Implementation details:

normalize --prefix once relative to the repository root
reject user-supplied absolute prefixes at the CLI boundary
use the central files.id as the owner key across path-sensitive tables
join through files.path when evaluating prefix filters

Schema changes:

replace repeated file_path columns with file_id in:
symbol_index
call_records
callable_ref_records
add file_id to docstring_issues
add owner-side file identifiers to derived relation tables:
caller_file_id on call_edges
owner_file_id on callable_refs

Rationale¶

This design keeps the filtering rule uniform while minimizing duplicated path storage.

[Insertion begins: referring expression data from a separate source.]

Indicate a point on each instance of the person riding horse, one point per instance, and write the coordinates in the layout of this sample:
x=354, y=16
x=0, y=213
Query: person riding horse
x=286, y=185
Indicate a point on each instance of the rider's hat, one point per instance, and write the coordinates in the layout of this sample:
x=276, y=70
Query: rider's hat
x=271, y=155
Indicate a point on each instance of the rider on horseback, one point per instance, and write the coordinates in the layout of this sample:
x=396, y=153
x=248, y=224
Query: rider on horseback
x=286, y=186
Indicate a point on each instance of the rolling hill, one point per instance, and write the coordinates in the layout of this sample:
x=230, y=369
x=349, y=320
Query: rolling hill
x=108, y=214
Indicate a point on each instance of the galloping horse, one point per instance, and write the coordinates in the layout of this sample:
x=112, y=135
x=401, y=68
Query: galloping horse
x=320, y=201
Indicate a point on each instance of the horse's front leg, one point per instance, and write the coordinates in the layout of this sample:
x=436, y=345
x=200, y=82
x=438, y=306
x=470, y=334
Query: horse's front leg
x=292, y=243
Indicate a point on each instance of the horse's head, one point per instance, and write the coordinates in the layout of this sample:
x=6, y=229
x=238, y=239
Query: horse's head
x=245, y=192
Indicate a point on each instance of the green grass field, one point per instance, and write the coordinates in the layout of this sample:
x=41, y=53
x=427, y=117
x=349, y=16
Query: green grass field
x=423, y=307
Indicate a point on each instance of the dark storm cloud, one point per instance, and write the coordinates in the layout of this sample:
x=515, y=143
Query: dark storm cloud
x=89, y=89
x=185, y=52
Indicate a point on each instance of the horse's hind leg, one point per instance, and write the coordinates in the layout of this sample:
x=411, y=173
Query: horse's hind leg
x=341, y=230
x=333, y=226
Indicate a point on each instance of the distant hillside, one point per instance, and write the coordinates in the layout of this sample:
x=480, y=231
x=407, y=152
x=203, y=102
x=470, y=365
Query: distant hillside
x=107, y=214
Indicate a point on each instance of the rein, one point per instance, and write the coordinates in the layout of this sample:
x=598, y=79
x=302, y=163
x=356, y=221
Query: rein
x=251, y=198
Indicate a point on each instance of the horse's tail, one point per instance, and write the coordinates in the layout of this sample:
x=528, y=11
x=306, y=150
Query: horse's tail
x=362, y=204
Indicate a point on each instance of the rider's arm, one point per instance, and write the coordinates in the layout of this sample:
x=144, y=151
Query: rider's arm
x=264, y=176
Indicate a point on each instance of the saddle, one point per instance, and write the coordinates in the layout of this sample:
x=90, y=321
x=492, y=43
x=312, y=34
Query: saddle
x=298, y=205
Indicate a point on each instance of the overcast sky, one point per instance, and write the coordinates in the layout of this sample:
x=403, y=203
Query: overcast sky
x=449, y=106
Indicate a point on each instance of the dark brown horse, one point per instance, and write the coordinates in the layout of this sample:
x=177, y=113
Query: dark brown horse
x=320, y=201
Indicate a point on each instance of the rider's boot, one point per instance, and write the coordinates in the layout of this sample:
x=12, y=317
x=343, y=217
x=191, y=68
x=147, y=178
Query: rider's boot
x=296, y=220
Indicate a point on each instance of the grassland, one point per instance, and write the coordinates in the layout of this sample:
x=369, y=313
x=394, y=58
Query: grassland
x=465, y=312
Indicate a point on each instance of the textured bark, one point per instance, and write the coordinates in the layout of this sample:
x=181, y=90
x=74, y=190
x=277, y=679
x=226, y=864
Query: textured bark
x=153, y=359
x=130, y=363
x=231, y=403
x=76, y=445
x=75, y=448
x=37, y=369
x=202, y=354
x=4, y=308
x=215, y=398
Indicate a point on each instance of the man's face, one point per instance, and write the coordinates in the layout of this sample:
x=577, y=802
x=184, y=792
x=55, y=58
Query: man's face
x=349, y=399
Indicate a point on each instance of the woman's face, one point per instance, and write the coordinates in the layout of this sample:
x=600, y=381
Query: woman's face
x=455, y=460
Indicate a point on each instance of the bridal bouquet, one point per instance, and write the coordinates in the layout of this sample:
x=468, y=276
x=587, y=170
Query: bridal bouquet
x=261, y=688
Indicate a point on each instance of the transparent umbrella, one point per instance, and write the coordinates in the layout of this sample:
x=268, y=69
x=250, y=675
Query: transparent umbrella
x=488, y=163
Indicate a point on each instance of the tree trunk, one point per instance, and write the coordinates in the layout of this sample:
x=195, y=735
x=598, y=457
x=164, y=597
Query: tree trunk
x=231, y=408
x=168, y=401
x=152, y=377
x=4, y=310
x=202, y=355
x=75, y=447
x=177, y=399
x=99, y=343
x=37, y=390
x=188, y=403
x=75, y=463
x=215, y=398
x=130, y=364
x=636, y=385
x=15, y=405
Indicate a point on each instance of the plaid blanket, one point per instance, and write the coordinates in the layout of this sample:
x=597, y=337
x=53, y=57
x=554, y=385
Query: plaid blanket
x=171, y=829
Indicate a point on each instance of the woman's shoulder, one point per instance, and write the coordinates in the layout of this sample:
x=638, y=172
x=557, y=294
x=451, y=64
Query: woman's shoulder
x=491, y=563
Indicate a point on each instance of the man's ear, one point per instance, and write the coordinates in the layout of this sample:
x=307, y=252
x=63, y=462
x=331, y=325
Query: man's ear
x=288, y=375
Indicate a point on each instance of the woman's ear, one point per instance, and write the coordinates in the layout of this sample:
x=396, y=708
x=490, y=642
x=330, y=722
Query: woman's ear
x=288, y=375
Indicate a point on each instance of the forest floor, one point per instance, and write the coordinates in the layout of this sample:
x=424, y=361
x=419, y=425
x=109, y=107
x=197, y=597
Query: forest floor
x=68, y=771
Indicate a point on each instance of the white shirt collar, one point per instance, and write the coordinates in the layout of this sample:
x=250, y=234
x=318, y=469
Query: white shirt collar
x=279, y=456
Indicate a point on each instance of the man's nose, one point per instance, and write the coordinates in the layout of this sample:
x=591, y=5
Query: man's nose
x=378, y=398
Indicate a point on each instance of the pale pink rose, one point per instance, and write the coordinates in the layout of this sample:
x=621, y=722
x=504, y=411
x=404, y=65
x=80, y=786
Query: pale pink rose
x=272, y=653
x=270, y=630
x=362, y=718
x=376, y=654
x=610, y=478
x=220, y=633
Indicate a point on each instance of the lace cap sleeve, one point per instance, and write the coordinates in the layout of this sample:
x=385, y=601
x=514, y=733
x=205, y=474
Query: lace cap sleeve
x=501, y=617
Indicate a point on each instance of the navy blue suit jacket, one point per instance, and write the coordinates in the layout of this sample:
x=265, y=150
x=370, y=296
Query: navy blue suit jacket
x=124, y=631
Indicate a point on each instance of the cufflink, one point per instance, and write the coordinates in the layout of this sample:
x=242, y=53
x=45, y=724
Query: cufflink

Using a centralized file table has two advantages:

smaller tables and indexes, especially for raw call/reference record tables
one consistent join path for owner-file filtering

Filtering semantics for relation queries are intentionally owner-side:

calls is about caller-owned edges
refs is about owner-owned callable references

This avoids ambiguous "either side" semantics and keeps the feature teachable.

For ctx, prefix filtering is applied throughout the pipeline rather than only at the end, which reduces noise and wasted work.

Consequences¶

Positive¶

uniform scoping model across supported query subcommands
better signal when working in one subtree or file
smaller path-sensitive tables due to file_id reuse
exact, schema-backed filtering for audit
owner-side relation filtering that is deterministic and easy to reason about

Negative¶

schema version bump and rebuild cost for existing indexes
additional joins through files in some query paths
more explicit query-surface complexity in CLI and helper signatures

Neutral / Trade-offs¶

--prefix is relative by contract, but internal helper flows may pass the normalized absolute path after validation
relation filtering is not symmetric; it is intentionally tied to owner/caller semantics

Notes¶

Existing indexes are rebuilt through the normal schema-version refresh path.
Directory and single-file prefixes are both supported.